Ricordati invece di Vituccio, Totore, Maria, Luca, Franco, Mario e Aureliuccio mio. A Vituccio regaliamo “Trova il raccomandato” e a Totore “Il piccolo ingegnere”. Scusa Babbo ma io già mi sento parte della tua squadra. Per Maria posso suggerirti “Alla ricerca dei voti perduti”? Mentre per Luca “Zappa e rastrello” credo siano indicati. A Franco porterei “Costruisci uno statista”. Poi c’è Mario, il piccolino mio. A lui sotto l’albero potresti far trovare “La proposta di legge che già c’era”, mentre ad Aureliuccio piacciono tanto i giochi da prestigiatore e “Come ti cambio casacca senza fartene accorgere” sarebbe perfetto. Ma regali a parte, posso essere anche un buon co-pilota, perché devi sapere che qua, in Basilicata, negli ultimi due anni stanno girando tantissime pale eoliche e con il mio contributo posso evitarti di andarci a sbattere durante il volo. Se poi andiamo in Val d’Agri, a consegnare qualche pacco, è cosa mia farti illuminare il cielo a giorno. Allora, Babbo Natale, credi che possa esserti utile? Io sono pronto a entrare nella tua squadra. Ho già preparato l’abito da elfo perché con quello da gladiatore ultimamente mi prendono in giro. Dimmi di Sì almeno tu, un altro No non lo sopporterei. Tuo Marcellino.

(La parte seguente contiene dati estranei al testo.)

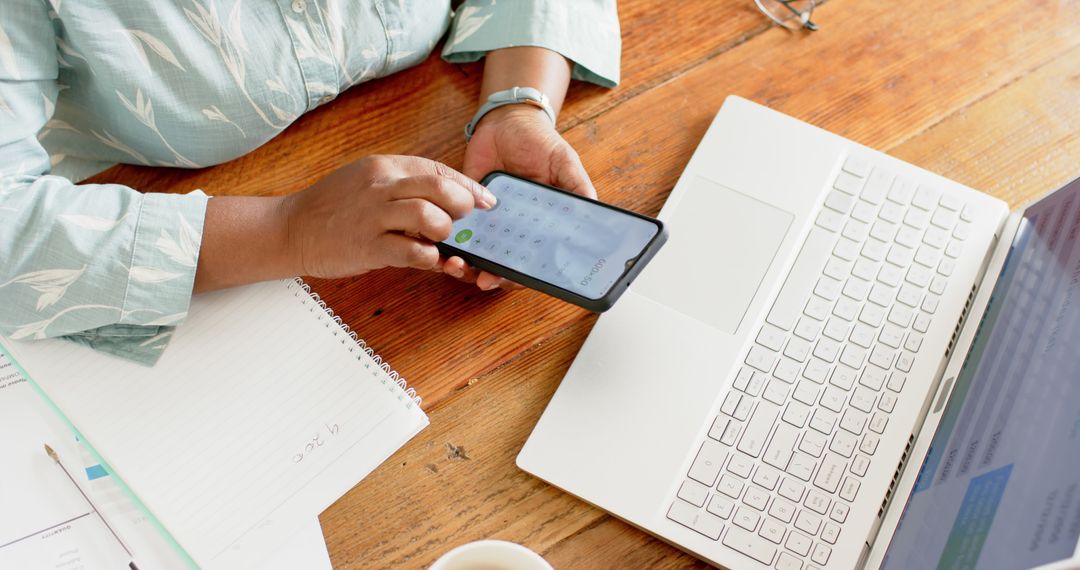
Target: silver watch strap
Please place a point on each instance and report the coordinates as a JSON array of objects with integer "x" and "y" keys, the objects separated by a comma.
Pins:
[{"x": 511, "y": 96}]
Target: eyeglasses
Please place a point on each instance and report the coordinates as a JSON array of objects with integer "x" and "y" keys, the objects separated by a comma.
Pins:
[{"x": 792, "y": 14}]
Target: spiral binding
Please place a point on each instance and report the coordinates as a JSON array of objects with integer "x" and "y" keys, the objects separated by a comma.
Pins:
[{"x": 356, "y": 341}]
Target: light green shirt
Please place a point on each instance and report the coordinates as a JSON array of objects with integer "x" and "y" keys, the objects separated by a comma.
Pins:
[{"x": 190, "y": 83}]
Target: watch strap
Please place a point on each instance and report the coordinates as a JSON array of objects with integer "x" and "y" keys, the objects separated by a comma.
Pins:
[{"x": 512, "y": 96}]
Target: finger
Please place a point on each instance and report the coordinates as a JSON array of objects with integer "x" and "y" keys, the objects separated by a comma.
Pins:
[
  {"x": 458, "y": 269},
  {"x": 417, "y": 165},
  {"x": 571, "y": 175},
  {"x": 446, "y": 193},
  {"x": 417, "y": 217},
  {"x": 489, "y": 281},
  {"x": 402, "y": 250}
]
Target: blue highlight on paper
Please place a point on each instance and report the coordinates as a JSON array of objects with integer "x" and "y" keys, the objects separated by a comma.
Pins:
[{"x": 96, "y": 472}]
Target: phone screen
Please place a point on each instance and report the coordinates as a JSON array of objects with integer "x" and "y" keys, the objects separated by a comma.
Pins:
[{"x": 562, "y": 239}]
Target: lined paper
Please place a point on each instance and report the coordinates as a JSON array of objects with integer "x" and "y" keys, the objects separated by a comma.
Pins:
[{"x": 260, "y": 414}]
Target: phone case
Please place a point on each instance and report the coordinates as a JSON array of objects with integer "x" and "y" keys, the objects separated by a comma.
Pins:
[{"x": 599, "y": 304}]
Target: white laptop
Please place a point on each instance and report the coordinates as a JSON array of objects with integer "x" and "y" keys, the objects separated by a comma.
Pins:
[{"x": 766, "y": 392}]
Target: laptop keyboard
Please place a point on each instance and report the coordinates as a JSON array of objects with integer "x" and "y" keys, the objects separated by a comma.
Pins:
[{"x": 783, "y": 461}]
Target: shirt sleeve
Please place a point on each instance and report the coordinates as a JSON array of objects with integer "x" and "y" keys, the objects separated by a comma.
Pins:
[
  {"x": 100, "y": 265},
  {"x": 584, "y": 31}
]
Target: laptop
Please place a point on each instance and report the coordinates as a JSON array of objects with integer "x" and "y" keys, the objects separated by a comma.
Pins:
[{"x": 838, "y": 361}]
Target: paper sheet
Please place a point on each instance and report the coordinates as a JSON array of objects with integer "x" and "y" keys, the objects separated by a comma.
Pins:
[
  {"x": 259, "y": 416},
  {"x": 45, "y": 523}
]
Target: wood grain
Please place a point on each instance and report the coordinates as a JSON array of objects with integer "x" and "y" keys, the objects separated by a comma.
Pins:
[
  {"x": 635, "y": 153},
  {"x": 985, "y": 93},
  {"x": 1011, "y": 130}
]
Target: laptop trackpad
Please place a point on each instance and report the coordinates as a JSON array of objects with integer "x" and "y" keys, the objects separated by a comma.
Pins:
[{"x": 720, "y": 246}]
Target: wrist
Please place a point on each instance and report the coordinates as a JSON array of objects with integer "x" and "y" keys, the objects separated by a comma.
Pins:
[
  {"x": 513, "y": 112},
  {"x": 245, "y": 240}
]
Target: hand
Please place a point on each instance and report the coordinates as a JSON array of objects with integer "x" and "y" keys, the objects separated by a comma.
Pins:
[
  {"x": 520, "y": 139},
  {"x": 378, "y": 212}
]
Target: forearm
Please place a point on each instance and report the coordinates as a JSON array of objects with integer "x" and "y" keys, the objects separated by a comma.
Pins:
[
  {"x": 245, "y": 240},
  {"x": 527, "y": 67}
]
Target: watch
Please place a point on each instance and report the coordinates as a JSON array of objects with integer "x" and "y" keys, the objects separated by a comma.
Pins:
[{"x": 511, "y": 96}]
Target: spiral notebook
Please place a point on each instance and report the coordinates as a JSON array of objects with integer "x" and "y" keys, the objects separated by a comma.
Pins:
[{"x": 262, "y": 411}]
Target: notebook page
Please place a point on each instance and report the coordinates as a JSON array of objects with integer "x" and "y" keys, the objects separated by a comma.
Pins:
[{"x": 256, "y": 418}]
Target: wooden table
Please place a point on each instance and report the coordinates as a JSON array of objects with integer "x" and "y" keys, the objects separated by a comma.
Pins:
[{"x": 985, "y": 93}]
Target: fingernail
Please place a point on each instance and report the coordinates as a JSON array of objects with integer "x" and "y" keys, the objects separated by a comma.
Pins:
[{"x": 488, "y": 198}]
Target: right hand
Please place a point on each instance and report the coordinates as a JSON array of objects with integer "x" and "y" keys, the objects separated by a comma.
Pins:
[{"x": 378, "y": 212}]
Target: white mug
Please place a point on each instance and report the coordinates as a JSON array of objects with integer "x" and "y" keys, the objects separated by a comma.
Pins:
[{"x": 490, "y": 555}]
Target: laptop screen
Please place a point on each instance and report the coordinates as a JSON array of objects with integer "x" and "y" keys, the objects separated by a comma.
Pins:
[{"x": 1000, "y": 487}]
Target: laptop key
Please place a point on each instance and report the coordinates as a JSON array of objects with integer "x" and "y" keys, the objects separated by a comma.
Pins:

P.s. Ho fatto credere a Matteo che questa letterina l’avremmo firmata insieme, però non è il caso che ci sia anche il suo nome, per il momento. Devo riguadagnare la fiducia dei lucani e portarmi appresso lui non mi aiuterebbe. Con te, invece, vado sul sicuro perché a Natale siamo tutti più buoni.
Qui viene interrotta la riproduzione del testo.